Song by Metro Boomin featuring 21 Savage

from the album Not All Heroes Wear Capes
- Released: November 2, 2018
- Length: 3:28
- Label: Boominati; Republic;
- Songwriter(s): Leland Wayne; Shéyaa Abraham-Joseph; Michael Jones;
- Producer(s): Metro Boomin

Music video
- "10 Freaky Girls" on YouTube

= 10 Freaky Girls =

2018 song by Metro Boomin featuring 21 Savage

"10 Freaky Girls" is a song by American record producer Metro Boomin featuring Atlanta-based rapper 21 Savage. It was released on November 2, 2018 as a track from Metro Boomin's debut studio album Not All Heroes Wear Capes (2018). The song contains a sample of "Are You the Woman" by Kashif and Whitney Houston.

==Composition==
The song's instrumental contains trumpets, while the sample provides vocals, harmonica, strings, and synths. In the outro of the song, the harmonica plays and 21 Savage tells of an encounter with someone he had previously robbed who was unexpectedly happy to see him.

==Music video==
A music video for the song was directed by Zac Facts and released on January 22, 2019. The video opens with a woman in a liquor store.
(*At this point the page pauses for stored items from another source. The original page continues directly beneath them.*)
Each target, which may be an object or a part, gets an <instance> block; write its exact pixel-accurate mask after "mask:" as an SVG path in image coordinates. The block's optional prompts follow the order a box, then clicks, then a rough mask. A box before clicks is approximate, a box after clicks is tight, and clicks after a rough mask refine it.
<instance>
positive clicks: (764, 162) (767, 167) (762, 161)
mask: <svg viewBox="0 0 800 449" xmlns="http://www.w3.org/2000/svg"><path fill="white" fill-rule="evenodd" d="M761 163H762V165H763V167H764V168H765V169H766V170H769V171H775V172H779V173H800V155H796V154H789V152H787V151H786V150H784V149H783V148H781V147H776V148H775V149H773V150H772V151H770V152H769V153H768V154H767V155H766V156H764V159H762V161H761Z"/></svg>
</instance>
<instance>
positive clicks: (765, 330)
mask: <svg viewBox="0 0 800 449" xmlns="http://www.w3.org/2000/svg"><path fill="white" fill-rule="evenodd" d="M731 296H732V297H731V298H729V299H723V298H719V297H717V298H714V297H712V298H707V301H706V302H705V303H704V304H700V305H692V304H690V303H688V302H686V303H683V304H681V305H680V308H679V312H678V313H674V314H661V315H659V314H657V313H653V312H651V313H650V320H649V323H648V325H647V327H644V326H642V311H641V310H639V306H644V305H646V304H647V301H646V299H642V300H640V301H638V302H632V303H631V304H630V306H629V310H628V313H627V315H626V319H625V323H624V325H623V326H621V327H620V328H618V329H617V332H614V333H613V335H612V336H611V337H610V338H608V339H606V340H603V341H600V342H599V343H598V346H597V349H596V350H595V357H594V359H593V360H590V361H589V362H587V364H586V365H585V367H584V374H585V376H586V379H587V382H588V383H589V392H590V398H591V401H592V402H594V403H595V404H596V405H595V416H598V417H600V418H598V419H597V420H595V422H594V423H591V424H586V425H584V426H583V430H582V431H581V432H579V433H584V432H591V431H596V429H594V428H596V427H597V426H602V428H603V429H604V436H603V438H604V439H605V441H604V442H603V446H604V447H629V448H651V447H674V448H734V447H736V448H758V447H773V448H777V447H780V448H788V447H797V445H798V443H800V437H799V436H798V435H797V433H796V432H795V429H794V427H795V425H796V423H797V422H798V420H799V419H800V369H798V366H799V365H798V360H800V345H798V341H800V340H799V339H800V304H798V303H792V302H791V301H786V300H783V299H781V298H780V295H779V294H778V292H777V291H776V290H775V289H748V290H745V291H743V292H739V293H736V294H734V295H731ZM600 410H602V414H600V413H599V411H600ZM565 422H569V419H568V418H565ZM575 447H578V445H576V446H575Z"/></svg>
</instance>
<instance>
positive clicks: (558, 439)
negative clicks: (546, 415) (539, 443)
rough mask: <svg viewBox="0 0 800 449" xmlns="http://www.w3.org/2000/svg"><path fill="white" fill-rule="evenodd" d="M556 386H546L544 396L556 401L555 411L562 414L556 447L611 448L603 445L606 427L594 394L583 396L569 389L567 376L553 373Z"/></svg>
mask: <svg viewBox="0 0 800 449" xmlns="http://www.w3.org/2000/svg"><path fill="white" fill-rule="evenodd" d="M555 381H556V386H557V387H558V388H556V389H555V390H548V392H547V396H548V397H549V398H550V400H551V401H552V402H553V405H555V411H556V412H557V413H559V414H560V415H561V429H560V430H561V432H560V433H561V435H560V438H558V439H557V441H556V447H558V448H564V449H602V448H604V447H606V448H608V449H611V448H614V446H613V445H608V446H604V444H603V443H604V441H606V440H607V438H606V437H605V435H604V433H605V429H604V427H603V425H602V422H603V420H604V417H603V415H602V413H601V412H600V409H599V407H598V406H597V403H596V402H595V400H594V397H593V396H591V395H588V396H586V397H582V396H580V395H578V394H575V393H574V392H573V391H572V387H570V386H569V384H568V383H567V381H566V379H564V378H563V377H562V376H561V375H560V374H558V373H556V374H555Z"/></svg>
Metro Boomin is then seen playing the harmonica, while another woman takes a bath in marshmallows. Throughout the video, 21 Savage raps in a dark room, surrounded by women while explosions occasionally appear in the background. The woman in the liquor store takes MDMA in one scene. A classic wood-sided station wagon also appears as a center of attention. The video ends with Savage wearing pajamas and telling his anecdote to women in satin pajamas, and a marching band appears in the last scene.

==Charts==

Chart performance for "10 Freaky Girls"
| Chart (2018) | Peak position |
|---|---|
| Canada (Canadian Hot 100) | 39 |
| Ireland (IRMA) | 58 |
| New Zealand Hot Singles (RMNZ) | 5 |
| Switzerland (Schweizer Hitparade) | 82 |
| UK Singles (OCC) | 69 |
| US Billboard Hot 100 | 42 |
| US Hot R&B/Hip-Hop Songs (Billboard) | 20 |

==Certifications==

Certifications for "10 Freaky Girls"
| Region | Certification | Certified units/sales |
| Australia (ARIA) | 2× Platinum | 140,000^{‡} |
| Brazil (Pro-Música Brasil) | Gold | 20,000^{‡} |
| Canada (Music Canada) | 4× Platinum | 320,000^{‡} |
| New Zealand (RMNZ) | Platinum | 30,000^{‡} |
| Portugal (AFP) | Gold | 5,000^{‡} |
| United Kingdom (BPI) | Gold | 400,000^{‡} |
| United States (RIAA) | 3× Platinum | 3,000,000^{‡} |
^{‡} Sales+streaming figures based on certification alone.